El otro Macondo, el final, es el de la compañía bananera norteamericana, con sus fábricas de hielo y sus paredes de vidrio, que vive el espejismo o la pesadilla del tren de la modernidad improvisada cuyo legado fue la masacre de los trabajadores tirados al mar como racimos de guineo de desecho, el recuerdo de un efímero bienestar y la omnipresente ruina.

Dominio predilecto de las plagas, las pestes, la farsa y el exterminio de quienes presentan la cruz de ceniza de la rebeldía, reino de la violencia que la historia oficial, escrita por decreto, se encarga de borrar, habitado por seres incapacitados para el amor y el reconocimiento del otro y sus diferencias, campeones de la soledad, en medio de inmóviles árboles polvorientos y espectrales, este Macondo, con sus generales que no ganan una guerra y sus leguleyos expertos en la violación de las leyes, es una metáfora de la postración del Caribe colombiano, del país y de Latinoamérica.

Hay un tercer Macondo, que se ha impuesto en el imaginario nacional (e internacional) con un sentido folclórico, hiperbólico, casi como la exaltación de la maravilla del subdesarrollo y las bondades del atraso, la justificación del desorden y del caos y la impotencia para controlarlo.

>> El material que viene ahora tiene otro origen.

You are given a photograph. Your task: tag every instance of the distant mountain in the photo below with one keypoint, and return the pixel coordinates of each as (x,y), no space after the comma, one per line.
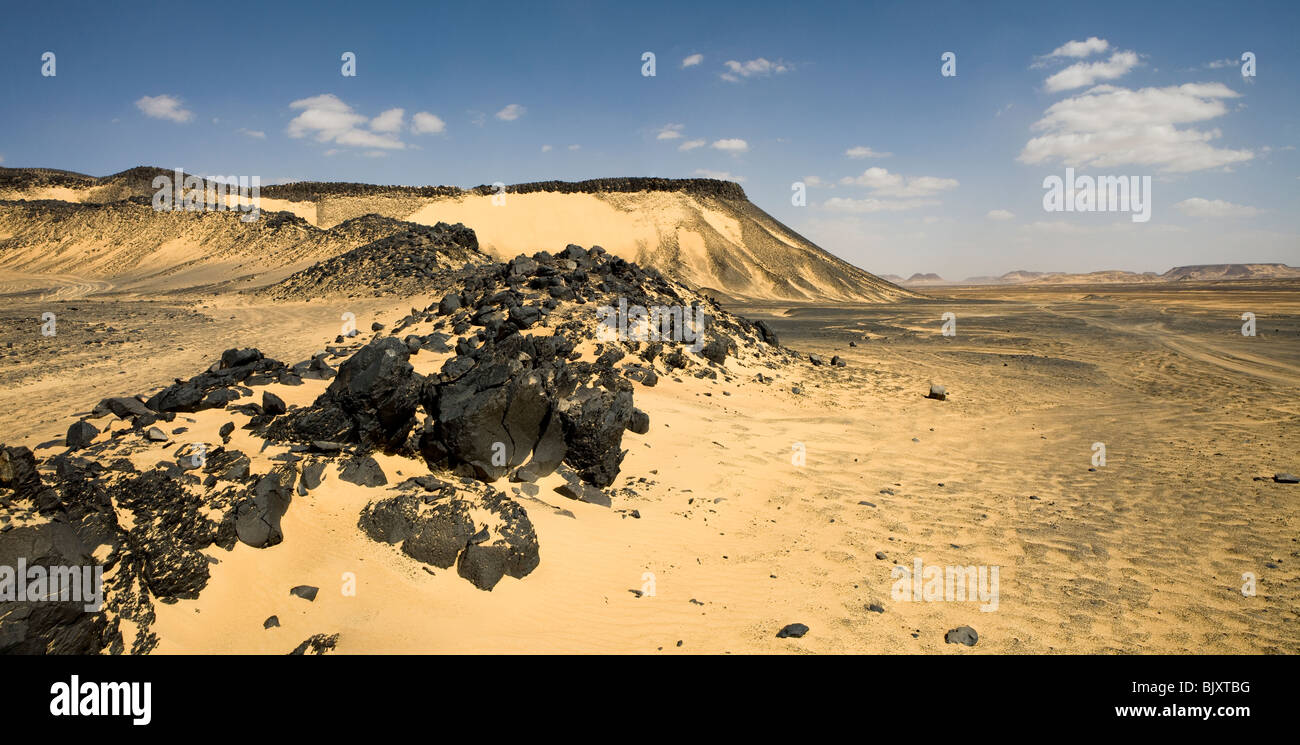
(1201,272)
(701,232)
(1230,272)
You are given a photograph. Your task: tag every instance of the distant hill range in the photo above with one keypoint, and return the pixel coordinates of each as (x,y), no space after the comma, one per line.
(701,232)
(1191,273)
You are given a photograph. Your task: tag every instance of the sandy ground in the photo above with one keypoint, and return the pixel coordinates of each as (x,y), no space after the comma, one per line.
(735,538)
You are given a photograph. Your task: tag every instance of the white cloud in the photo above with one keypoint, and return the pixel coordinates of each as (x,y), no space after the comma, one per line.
(732,144)
(872,204)
(326,118)
(759,68)
(389,121)
(892,185)
(511,112)
(1088,47)
(424,122)
(719,174)
(1110,126)
(164,108)
(862,151)
(1197,207)
(670,131)
(1088,73)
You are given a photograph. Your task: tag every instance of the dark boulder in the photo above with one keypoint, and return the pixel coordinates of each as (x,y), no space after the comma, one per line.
(79,434)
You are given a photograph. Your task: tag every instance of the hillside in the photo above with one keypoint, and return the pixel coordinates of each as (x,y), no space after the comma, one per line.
(703,233)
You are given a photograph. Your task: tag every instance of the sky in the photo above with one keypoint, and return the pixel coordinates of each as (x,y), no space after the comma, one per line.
(904,169)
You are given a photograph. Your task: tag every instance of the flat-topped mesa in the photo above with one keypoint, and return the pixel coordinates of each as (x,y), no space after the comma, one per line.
(701,232)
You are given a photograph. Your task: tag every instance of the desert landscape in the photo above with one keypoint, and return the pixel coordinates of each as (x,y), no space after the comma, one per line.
(389,420)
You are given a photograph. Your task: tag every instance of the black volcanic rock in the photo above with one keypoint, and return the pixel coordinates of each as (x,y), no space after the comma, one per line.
(79,434)
(258,518)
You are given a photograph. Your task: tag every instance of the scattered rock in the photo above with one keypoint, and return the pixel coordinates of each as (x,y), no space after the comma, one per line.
(792,631)
(961,635)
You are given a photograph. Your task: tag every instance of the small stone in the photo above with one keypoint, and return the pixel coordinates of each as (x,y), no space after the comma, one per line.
(792,631)
(961,635)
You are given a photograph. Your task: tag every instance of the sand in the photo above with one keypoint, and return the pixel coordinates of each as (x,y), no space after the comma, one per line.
(1144,554)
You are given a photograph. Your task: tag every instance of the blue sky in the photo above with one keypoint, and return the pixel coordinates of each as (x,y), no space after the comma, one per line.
(906,170)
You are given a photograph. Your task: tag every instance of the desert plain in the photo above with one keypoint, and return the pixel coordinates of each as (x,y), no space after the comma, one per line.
(775,496)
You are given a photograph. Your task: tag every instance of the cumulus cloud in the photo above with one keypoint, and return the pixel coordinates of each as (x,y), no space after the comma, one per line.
(759,68)
(164,108)
(1088,73)
(670,131)
(424,122)
(892,185)
(1197,207)
(326,118)
(863,151)
(1110,126)
(389,121)
(1086,48)
(732,144)
(511,112)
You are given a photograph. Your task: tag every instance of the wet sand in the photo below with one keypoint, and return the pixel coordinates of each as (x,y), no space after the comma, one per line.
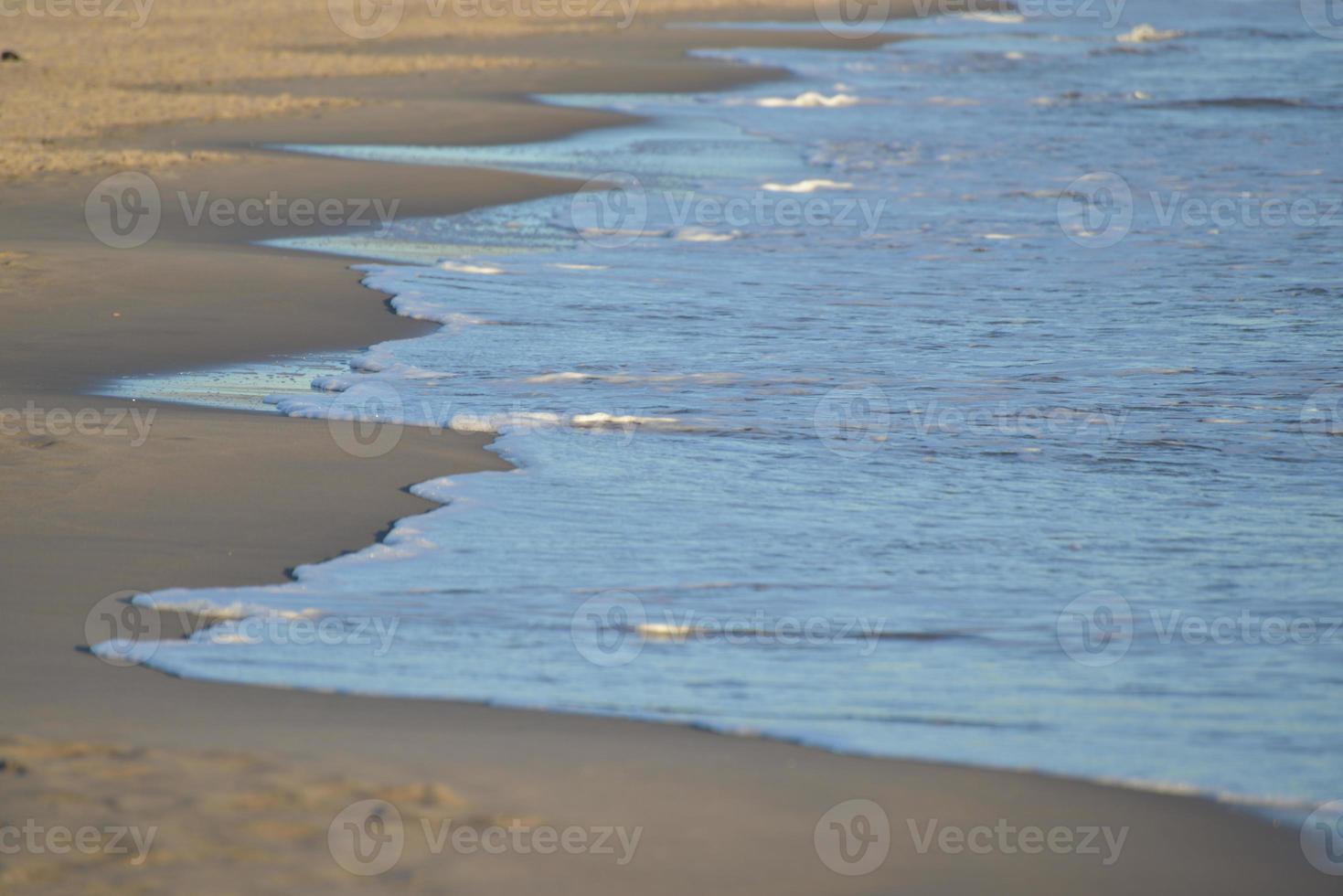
(242,784)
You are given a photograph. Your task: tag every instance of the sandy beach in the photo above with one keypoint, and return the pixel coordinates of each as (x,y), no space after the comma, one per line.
(242,786)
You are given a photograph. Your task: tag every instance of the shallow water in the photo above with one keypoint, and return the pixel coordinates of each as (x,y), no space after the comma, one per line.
(1007,440)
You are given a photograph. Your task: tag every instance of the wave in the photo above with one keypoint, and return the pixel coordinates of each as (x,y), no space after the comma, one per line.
(806,186)
(1148,34)
(809,100)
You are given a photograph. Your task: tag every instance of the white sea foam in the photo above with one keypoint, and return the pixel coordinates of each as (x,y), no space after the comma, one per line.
(807,186)
(1147,34)
(619,420)
(996,17)
(704,235)
(463,268)
(809,100)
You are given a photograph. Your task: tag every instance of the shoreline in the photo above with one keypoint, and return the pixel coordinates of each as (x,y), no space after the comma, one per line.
(766,805)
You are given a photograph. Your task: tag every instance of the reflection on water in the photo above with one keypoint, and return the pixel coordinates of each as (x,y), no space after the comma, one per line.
(988,417)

Este Macondo, que nada tiene que ver con las intenciones de García Márquez, ajenas a todo conformismo, es el territorio del delirio doméstico y de lo pintoresco, de la trasgresión deportiva de la civilidad, el imperio pedestre de la impunidad para la delincuencia de cuello blanco, el señorío de la improvisación y las diversas formas del rebusque y la ausencia de autoridad, la basura arrojada desde el auto, el irrespeto a la fila, la descarada compra de votos o el trueque por tejas, láminas de eternit o bolsas de cemento, la mujer del embarazo de trapo, las tesis de posgrado compradas o copiadas, las salas de emergencia de los hospitales sin jeringas ni sueros ni guantes ni gasas ni drogas, la cesión de los contratos oficiales en función del miti-miti y del "cómo voy yo allí": en fin, la patria boba de las batallas y los trabajos perdidos que Álvaro Mutis ha descrito en sus poemas, donde no cambia nada, y los problemas políticos y sociales, sin solución desde el pantano de la colonia, gracias a la desidia y a la indolencia de una clase dirigente experta en fraudes, pillerías y violencia, sin voluntad de ver más allá de sus intereses estomacales, se han convertido en crónicos, como un engranaje de repeticiones dando vueltas hasta la eternidad.

Menos que un símbolo al cual aferrarse para sobrevivir, este Macondo es un espejo que pide a gritos la caridad de la destrucción de su referente: porque aceptar a Macondo como emblema de Colombia (o Locombia) sería resignarse a la fatalidad de las estirpes condenadas a las arenas movedizas del atraso, al destino incómodo de víctimas de la depredación y la dependencia, a la falta de solidaridad, al aislamiento, la incomprensión, la intolerancia y la exclusión del otro, a la ignorancia, y el embuste, y negarse a la posibilidad de una nueva vida en la que sean ciertos el amor y la felicidad, la autodeterminación y la transformación de la realidad de la mano de los avances de la ciencia.

Ante este Macondo de la vergüenza, la palabra prestidigitadora de García Márquez, apoyada en la memoria de la tradición oral, el respeto por la cultura popular y la sana risa de la mamadera de gallo, lucha por salvarnos de la peste del olvido que nos conduciría a la idiotez de repetir el pasado de ignominia con el que es preciso romper. De ahí que al final de Cien años de soledad aparezca el viento providencial que borra a Macondo como a un chivo expiatorio al que hay que destruir simbólicamente, al igual que a Joselito Carnaval, rey de burlas de esta fiesta, para engendrar un nacimiento superior.